HTTP ReST: update large collections: better approach than JSON PATCH? - json

I am designing a web service to regularly receive updates to lists. At this point, a list can still be modeled as a single entity (/lists/myList) or an actual collection with many resources (/lists/myList/entries/<ID>). The lists are large (millions of entries) and the updates are small (often less than 10 changes).
The client will get web service URLs and lists to distribute, e.g.:
http://hostA/service/lists: list1, list2
http://hostB/service/lists: list2, list3
http://hostC/service/lists: list1, list3
It will then push lists and updates as configured. It is likely but undetermined if there is some database behind the web service URLs.
I have been researching and it seems a HTTP PATCH using the JSON patch format is the best approach.
Context and examples:
Each list has an identifying name, a priority and millions of entries. Each entry has an ID (determined by the client) and several optional attributes. Example to create a list "requiredItems" with priority 1 and two list entries:
PUT /lists/requiredItems
Content-Type: application/json
{
"priority": 1,
"entries": {
"1": {
"color": "red",
"validUntil": "2016-06-29T08:45:00Z"
},
"2": {
"country": "US"
}
}
}
For updates, the client would first need to know what the list looks like now on the server. For this I would add a property "revision" to the list entity.
Then, I would query this attribute:
GET /lists/requiredItems?property=revision
Then the client would see what needs to change between the revision on the server and the latest revision known by the client and compose a JSON patch. Example:
PATCH /list/requiredItems
Content-Type: application/json-patch+json
[
{ "op": "test", "path": "revision", "value": 3 },
{ "op": "add", "path": "entries/3", "value": { "color": "blue" } },
{ "op": "remove", "path": "entries/1" },
{ "op": "remove", "path": "entries/2/country" },
{ "op": "add", "path": "entries/2/color", "value": "green" },
{ "op": "replace", "path": "revision", "value": 10 }
]
Questions:
This approach has the drawback of slightly less client support due to the not-often-used HTTP verb PATCH. Is there a more compatible approach without sacrificing HTTP compatibility (idempotency et cetera)?
Modelling the individual list entries as separate resources and using PUT and DELETE (perhaps with ETag and/or If-Match) seems an option (PUT /lists/requiredItems/entries/3, DELETE /lists/requiredItems/entries/1 PUT /lists/requiredItems/revision), but how would I make sure all those operations are applied when the network drops in the middle of an update chain? Is a HTTP PATCH allowed to work on multiple resources?
Is there a better way to 'version' the lists, perhaps implicitly also improving how they are updated? Note that the client determines the revision number.
Is it correct to query the revision number with GET /lists/requiredItems?property=revision? Should it be a separate resource like /lists/requiredItems/revision? If it should be a separate resource, how would I update it atomically (i.e. the list and revision are both updated or both not updated)?
Would it work in JSON patch to first test the revision value to be 3 and then update it to 10 in the same patch?

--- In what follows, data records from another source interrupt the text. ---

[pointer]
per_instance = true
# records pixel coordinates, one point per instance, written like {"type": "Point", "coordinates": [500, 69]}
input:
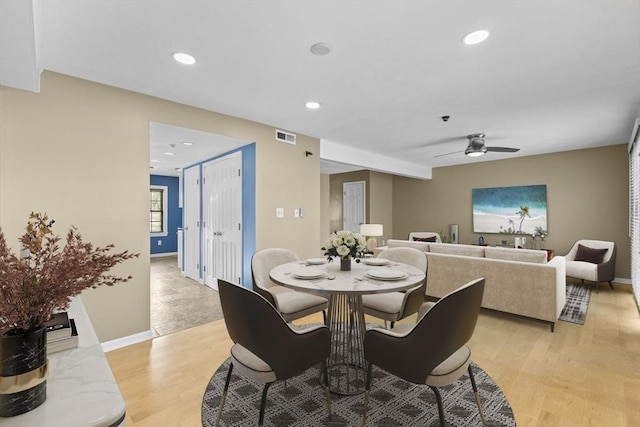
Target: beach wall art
{"type": "Point", "coordinates": [510, 210]}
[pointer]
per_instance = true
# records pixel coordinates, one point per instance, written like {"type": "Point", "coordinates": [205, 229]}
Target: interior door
{"type": "Point", "coordinates": [222, 217]}
{"type": "Point", "coordinates": [353, 205]}
{"type": "Point", "coordinates": [191, 226]}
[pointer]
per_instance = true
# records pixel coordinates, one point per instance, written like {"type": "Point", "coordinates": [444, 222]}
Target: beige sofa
{"type": "Point", "coordinates": [517, 281]}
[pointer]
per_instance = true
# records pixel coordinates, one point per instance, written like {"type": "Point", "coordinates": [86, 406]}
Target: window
{"type": "Point", "coordinates": [158, 210]}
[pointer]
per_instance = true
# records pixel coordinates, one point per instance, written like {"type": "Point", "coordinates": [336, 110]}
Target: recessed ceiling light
{"type": "Point", "coordinates": [476, 37]}
{"type": "Point", "coordinates": [320, 49]}
{"type": "Point", "coordinates": [184, 58]}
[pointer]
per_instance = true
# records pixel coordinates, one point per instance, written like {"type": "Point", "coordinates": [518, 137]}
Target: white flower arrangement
{"type": "Point", "coordinates": [344, 245]}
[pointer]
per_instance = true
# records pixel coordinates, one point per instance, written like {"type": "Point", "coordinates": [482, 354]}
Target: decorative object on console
{"type": "Point", "coordinates": [345, 245]}
{"type": "Point", "coordinates": [371, 231]}
{"type": "Point", "coordinates": [540, 233]}
{"type": "Point", "coordinates": [453, 230]}
{"type": "Point", "coordinates": [509, 210]}
{"type": "Point", "coordinates": [33, 286]}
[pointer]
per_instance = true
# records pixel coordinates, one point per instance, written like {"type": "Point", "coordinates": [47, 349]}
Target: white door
{"type": "Point", "coordinates": [222, 219]}
{"type": "Point", "coordinates": [353, 205]}
{"type": "Point", "coordinates": [191, 226]}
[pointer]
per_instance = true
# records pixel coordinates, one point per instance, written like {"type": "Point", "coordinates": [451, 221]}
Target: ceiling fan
{"type": "Point", "coordinates": [477, 148]}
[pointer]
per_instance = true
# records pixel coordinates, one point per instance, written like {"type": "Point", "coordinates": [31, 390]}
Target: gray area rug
{"type": "Point", "coordinates": [392, 402]}
{"type": "Point", "coordinates": [575, 309]}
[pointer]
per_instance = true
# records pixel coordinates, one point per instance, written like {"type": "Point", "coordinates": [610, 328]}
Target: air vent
{"type": "Point", "coordinates": [289, 138]}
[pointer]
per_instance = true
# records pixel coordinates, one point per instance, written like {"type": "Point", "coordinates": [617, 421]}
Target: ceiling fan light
{"type": "Point", "coordinates": [184, 58]}
{"type": "Point", "coordinates": [475, 37]}
{"type": "Point", "coordinates": [474, 153]}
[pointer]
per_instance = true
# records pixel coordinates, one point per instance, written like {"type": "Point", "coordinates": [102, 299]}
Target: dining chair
{"type": "Point", "coordinates": [266, 348]}
{"type": "Point", "coordinates": [291, 304]}
{"type": "Point", "coordinates": [394, 306]}
{"type": "Point", "coordinates": [434, 350]}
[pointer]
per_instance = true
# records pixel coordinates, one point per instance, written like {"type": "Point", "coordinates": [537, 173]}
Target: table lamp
{"type": "Point", "coordinates": [371, 231]}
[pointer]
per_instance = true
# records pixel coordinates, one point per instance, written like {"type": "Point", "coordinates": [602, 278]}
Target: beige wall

This approach has the drawback of slightly less client support due to the not-often-used HTTP verb PATCH.
As far as I can tell, PATCH is really only appropriate if your server is acting like a dumb document store, where the action is literally "please update your copy of the document according to the following description".
So if your resource really just is a JSON document that describes a list with millions of entries, then JSON-Patch is a great answer.
But if you are expecting that the patch will, as a side effect, update an entity in your domain, then I'm suspicious.
Is a HTTP PATCH allowed to work on multiple resources?
RFC 5789
The PATCH method affects the resource identified by the Request-URI, and it also MAY have side effects on other resources
I'm not keen on querying the revision number; it doesn't seem to have any clear advantage over using an ETag/If-Match approach. Some obvious disadvantages - the caches between you and the client don't know that the list and the version number are related; a cache will happily tell a client that version 12 of the list is version 7, or vice versa.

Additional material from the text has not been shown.